The most special thing he got today was his hat. It is a bright orange one, and he was very protective of it. It was almost as if he didn’t want to let go of it to let the cashier scan it. Of course, I had to chuckle to myself. I have done that before when I was his age. To be so excited to get something at the store was a special and rare treat, and I want to make sure my sons feel at least a portion of how much they mean to me. And I want them to know that I support them no matter what they do, because they are intrinsically worthy of love and kindness.

This is the next generation of children to contribute as much as they can for us. He is the future of our family and passing on the Word that is entrusted to him. He and his brothers will be the ones that will need all of the strength and support they can possibly get to “keep on keeping on”.

Over and over again, we see in the Bible stories of how parents begged Jesus to help them with their children.

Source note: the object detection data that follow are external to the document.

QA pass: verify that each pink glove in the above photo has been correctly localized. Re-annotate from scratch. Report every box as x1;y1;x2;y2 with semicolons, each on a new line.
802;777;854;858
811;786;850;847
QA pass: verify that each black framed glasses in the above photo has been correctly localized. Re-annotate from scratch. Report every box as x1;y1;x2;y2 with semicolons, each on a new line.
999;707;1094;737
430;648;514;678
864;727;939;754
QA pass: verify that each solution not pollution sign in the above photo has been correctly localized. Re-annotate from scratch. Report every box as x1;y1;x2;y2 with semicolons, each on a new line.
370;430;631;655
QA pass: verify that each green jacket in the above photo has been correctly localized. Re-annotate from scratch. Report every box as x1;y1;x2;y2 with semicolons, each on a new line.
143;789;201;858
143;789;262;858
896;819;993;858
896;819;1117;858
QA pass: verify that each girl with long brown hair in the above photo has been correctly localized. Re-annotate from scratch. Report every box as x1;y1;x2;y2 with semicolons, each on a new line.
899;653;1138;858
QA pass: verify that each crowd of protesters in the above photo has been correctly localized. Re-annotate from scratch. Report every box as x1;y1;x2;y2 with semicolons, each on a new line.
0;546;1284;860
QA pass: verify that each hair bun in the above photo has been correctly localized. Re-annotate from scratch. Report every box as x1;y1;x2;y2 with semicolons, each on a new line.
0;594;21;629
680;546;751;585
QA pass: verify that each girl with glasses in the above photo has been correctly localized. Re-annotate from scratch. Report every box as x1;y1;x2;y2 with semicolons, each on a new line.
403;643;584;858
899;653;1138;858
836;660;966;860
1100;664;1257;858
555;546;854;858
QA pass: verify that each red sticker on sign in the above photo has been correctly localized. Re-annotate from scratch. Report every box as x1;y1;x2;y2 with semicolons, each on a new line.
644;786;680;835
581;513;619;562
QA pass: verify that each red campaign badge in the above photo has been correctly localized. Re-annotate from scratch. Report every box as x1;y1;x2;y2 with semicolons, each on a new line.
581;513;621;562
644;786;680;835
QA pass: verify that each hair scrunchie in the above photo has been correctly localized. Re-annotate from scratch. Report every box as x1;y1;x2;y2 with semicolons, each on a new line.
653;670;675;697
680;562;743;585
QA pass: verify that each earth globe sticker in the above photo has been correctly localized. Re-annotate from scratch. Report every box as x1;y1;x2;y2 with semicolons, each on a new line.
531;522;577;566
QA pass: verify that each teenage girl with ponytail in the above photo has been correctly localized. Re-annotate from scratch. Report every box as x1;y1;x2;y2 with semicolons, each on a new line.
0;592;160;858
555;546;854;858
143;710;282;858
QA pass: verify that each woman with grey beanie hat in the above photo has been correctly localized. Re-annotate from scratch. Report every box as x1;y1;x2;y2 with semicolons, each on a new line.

In John 4: 46-54, there was a certain “Nobleman” whose son was sick at Capernaum. He had come to Galilee seeking Jesus out specifically to heal his dying son. It says that the son was “at the point of death”. He implored that Jesus come to his son in Capernaum and physically be near his son to keep him from dying. This man journeyed a couple of miles all for the sake of his son. You can see the terrific amount of love this man had for his son in this passage.

There is another passage concerning a man named Jairus in Luke 8:40-42,49-56. It says in vs. 41-42, “And behold there came a man named Jairus, and he was a ruler of the synagogue. And he fell down at Jesus’ feet and begged Him to come to his house, for he had an only daughter about 12 years of age, and she was dying.” This guy was a very important man. And in that time, it would have been shameful to be a ruler and beg at someone’s feet, especially if they were not of a high socioeconomic status. However, out of love for his daughter, he humbled himself before Jesus and begged Him to heal his daughter. But here is the thing. People came from this man’s house and told him that his daughter already died and therefore to give up. But Jesus, upon hearing this, told the man, “do not be afraid; only believe, and she will be made well.”

Can you imagine your child so very sick in the hospital that he/she is on the verge of death, and you go seek out anything and everything you can to “fix” your dear sweet child? Then, just when you are at the end of the line, you have one last effort, but before you can secure that healing for your child, you get a call stating that your child has passed. I can only imagine that this man’s heart dropped at the news of his daughter, his only daughter. Imagine how this man must have felt. All of the blood must have drained from his face causing him to go pale and nearly pass out in front of this crowd of people surrounding him and Jesus, watching to see what Jesus does. Then Jesus said not to fear. I believe that Jesus told him also the equivalent of saying, “It’s gonna be okay. I’m with you.”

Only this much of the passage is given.